Monday, 16 May 2011

To all parents

Do you remember ever being embarassed by your parents as you were growing up? Maybe they were uncool, or too old, or too young, not beautiful or rich enough, or too posh and too cool? It was important, because people judged you based on your parents. Or that's what it felt like.

Now that you are also a parent, you have joined the most discriminatory society in the world. Whatever you do, you will be judged. By other parents, first and foremost. By your yet childless friends who probably secretly think that they will be much better than you. By your own children, as they reach their teenage years and realise that they can blame most of their issues on you. By your children's new partners when your kids start their own adult relationships and make their own mistakes. And to add to that, now your own children are probably embarassed about you.

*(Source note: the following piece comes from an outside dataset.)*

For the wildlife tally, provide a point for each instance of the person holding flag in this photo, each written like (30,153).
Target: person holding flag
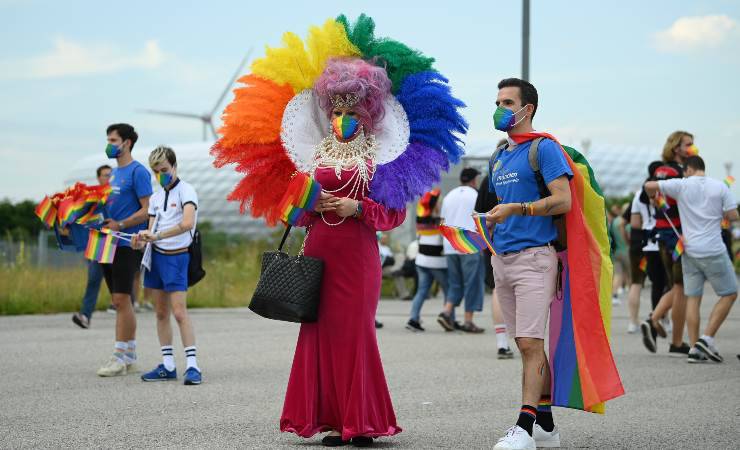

You try to control their lives by being strict and teaching them how to tidy their rooms. Or you let them grow like weeds in the back garden, with the freedom you never had. You read books like Battle Hymn of the Tiger Mother by Amy Chua who demands that you become tough and pushy and you feel bad about letting your son give up gymnastics because he thought it was boring (read too structured and why can't he do as many headstands as he like?). You read Dr Bryan Caplan's Selfish Reasons to Have More Kids: Why Being a Great Parent is Less Work and More Fun than You Think and you congratulate yourself on that weekend when you let them have pizza and watch TV for hours - of course, the real reason for that was that you were too bloody knackered to cook and play Scrabble. But there is still a tiny niggling thought at the back of your mind, that maybe if you relax too much, they will grow up fat, lazy, stupid and poor and it will all be your fault.

The thing is, books about parenting sell. And if the author has a Dr in front of their name and a couple of normal kids without any obvious issues, then many parents would buy it. They would probably even read it, some would try the techniques and then most would revert to their natural ways of bringing up children.

I am envious and always slightly puzzled by those parents who seem to have it all figured out. Where do they get that confidence from? How do they know that what they are doing will definitely be the right thing? Until their children are adults, and well into their adulthood, how can those confident freaks know? And how great their lives must be, without all that fretting and worrying that the rest of us go through!

To all you normal parents - you are doing the right thing. As long as you are not abusing your kids, you are doing the right thing. If you are strict, your child might grow up a high achiever because of it, or an ordinary person with a messy house in spite of it. If you are of the laisser-faire society, your child might become a chilled-out well balanced human being because of it, or have extreme OCD in spite of it. No matter what you do, you can't control it. Not really. And I am talking to myself now. You need to relax. Not about your children. About you. No matter what you do, everyone will still judge. That's part of being a parent.

Sunday, 8 May 2011

Are we too concerned with gender equality in literature?

An article in the Guardian this week talks about a group of Australian women writers and publishers who are setting up an equivalent to the Orange Prize which promotes writing by women. As a woman writer, I should be supportive. 

But something bothers me about this whole 'positive discrimination' culture. Maybe it's the fact that as a reader, I don't choose books based on their authors' gender. If a book is good, what do I care whether it was written by a man or a woman? I may be very naive but I sincerely doubt that an average reader picks their books by looking at the name and checking the writer's gender. Besides, if we go down this road a little further, we will soon be setting up initiatives to promote writing by male writers, trans gender writers, young women writers, old men writers, beautiful people writers, ugly people writers, fat or skinny writers... Okay, maybe I am going a bit too far but so does this obsession with numbers that we all seem to have.

So what that Australia's top book prize, The Miles Franklin, has only been won twice by a woman in the last decade? Did that affect the readers' enjoyment as they read the shortlisted books? I doubt it. The truth is, until recently women have been involved in completely different activities than men. Of course, there were exceptions, but generally speaking, women had to concern themselves with slightly less exciting things, such as children, cooking, mending etc, while men went out and explored the world. It may seem as if this situation has long since changed, but anthropologically speaking, it hasn't been that long since we have started to live similar lives to men. So it shouldn't be surprising that the catching up process might take a long time, maybe decades, maybe even centuries. Do we need to force it?

Or maybe women would never be able to have the same opportunities as men just because we tend to want a family as well as a career and having a family for a woman often means spending less time and energy on her own pursuits. Just like a man would often happily relax in front of the telly while the house is so messy it is about to crash on his head, whilst a woman would most probably do the tidying up first, it is often easier for a man to just go and write and for a woman to sort out the kids' dinner first.

I am probably going to get  feminists all wound up now, but my question is - do we actually need the positive discrimination? Do we have to ensure that fifty percent of the top writers are women? Can writing not be just that - writing? We can go on for hours about the gender equality and I will be the first to defend women's rights but it does sometimes seem that the numbers dominate our lives nowadays and we forget about the more important issues.